Ich erinnere mich noch gut an ein Gespräch mit Wilhelm Hornbostel, bei dem Christian Farenholtz zugegen war. Ich weiß nicht mehr, ob er später hinzukam oder schon im Zimmer war, als ich eintrat. Ich wußte damals nicht, welch enorme Bedeutung dieser Mann als Architekt und Stadtplaner für Hamburg und weit darüber hinaus gehabt hatte.

Der gebürtige Magdeburger und Vater von fünf Kinder (unter ihnen AdK Mitglied Hendrike Farenholtz) war von 1954 bis 1965 im Landesplanungsamt Hamburg maßgeblich an der Stadtentwicklung von Neu Altona und der City Nord beteiligt. Er gilt als „Erfinder der City Nord“, wie das Hamburger Abendblatt schrieb. Als Baubürgermeister in Stuttgart (1965 – 1973) war er Mitglied im Deutschen Rat für Stadtentwicklung und brachte das Städtebauförderungsgesetz mit auf den Weg, das später im Baugesetzbuch verankert wurde. Seine Vision von menschenfreundlichem Städtebau, einer offenen Anordnung von Wohnquartieren mit viel Grünfläche, sozialer Durchmischung und Bürgerbeteiligung (was damals revolutionär war) setzt heute noch Maßstäbe in der Stadtentwicklung, insbesondere im Studiengang Städtebau/Stadtplanung der TU Harburg, den er 1980 als einer der Gründungsprofessoren einrichtet hatte.

Das alles wusste ich als junge Journalistin nicht, als ich Christian Farenholtz 1989 zufällig im Zimmer des MKG-Direktors traf. Ich erinnere mich aber noch genau, wie ehrfurchteinflößend diese große Gestalt mit dem markant geschnittenen Gesicht und den durchdringenden Augen auf mich wirkte. Christian Farenholtz füllte einen Raum, ohne ein Wort zu verlieren. Er besaß eine natürliche Autorität, die mit zunehmendem Alter von großer Güte begleitet war, wie mir schien. Zwischen 1990 und 2002 haben wir uns oft bei Ausstellungseröffnungen getroffen und es war immer eine Freude, sich mit diesem so überaus kenntnisreichen und kunstinteressierten Mann zu unterhalten.

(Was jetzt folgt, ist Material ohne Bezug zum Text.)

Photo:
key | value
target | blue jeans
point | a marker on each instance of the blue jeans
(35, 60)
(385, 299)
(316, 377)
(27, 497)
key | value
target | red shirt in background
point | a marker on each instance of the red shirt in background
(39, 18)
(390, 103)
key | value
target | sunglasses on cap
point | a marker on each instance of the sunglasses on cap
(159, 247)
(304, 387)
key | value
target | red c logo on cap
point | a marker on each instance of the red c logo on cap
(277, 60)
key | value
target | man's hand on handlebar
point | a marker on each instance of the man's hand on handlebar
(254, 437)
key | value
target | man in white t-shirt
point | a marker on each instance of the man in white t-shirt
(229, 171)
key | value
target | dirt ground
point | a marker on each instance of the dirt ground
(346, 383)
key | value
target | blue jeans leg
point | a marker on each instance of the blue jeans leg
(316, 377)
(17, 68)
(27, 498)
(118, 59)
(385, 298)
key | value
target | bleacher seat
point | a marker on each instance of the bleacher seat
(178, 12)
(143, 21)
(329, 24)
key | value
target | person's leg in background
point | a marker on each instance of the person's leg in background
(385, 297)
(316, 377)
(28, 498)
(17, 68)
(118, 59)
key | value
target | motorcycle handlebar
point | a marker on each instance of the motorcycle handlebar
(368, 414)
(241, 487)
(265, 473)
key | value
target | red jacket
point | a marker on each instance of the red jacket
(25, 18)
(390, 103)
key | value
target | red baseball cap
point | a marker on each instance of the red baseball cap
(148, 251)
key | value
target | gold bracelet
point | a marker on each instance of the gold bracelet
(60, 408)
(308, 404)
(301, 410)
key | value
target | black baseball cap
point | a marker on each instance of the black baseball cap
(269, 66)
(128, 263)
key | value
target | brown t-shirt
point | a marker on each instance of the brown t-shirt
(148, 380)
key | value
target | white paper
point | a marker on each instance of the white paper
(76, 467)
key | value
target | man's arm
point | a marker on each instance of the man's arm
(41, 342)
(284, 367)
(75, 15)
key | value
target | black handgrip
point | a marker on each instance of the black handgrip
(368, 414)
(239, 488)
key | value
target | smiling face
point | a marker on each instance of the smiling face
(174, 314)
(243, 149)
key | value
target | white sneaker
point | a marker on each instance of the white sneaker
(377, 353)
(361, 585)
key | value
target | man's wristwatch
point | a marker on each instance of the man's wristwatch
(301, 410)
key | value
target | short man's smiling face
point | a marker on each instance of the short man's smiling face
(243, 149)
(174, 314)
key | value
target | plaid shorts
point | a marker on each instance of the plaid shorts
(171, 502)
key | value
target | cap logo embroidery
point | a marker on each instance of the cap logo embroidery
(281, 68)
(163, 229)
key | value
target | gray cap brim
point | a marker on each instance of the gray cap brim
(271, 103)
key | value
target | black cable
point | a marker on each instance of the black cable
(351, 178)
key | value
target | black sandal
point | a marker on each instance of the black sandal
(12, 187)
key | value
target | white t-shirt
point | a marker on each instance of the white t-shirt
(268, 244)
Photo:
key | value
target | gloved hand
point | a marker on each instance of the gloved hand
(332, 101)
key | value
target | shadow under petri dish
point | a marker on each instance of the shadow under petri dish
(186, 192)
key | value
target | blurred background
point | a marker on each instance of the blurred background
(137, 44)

Auch nach der Stabübergabe der JBG-Präsidentschaft an Peter Voss-Andreae hielt Christian Farenholtz „seinem“ Museum bis zuletzt die Treue. Selbst der Rollstuhl, in den ihn das hohe Alter zwang, war für ihn kein Hindernis, am Kulturleben teilzunehmen und Ausstellungseröffnungen zu besuchen – liebevoll umsorgt von seiner zweiten Ehefrau, der GEDOK- Vorsitzenden Sabine Rheinhold. So ließ er sich auch die Ausstellungs-Eröffnung zum 60. Geburtstag der AdK Hamburg nicht nehmen. Im Rollstuhl, in der ersten Reihe, verfolgte er geduldig die viel zu langen Reden und dankte anschließend freundlichst für die Einladung. Lieber Professor Farenholtz, wir haben zu danken! Es war eine Ehre, Sie kennengelernt zu haben!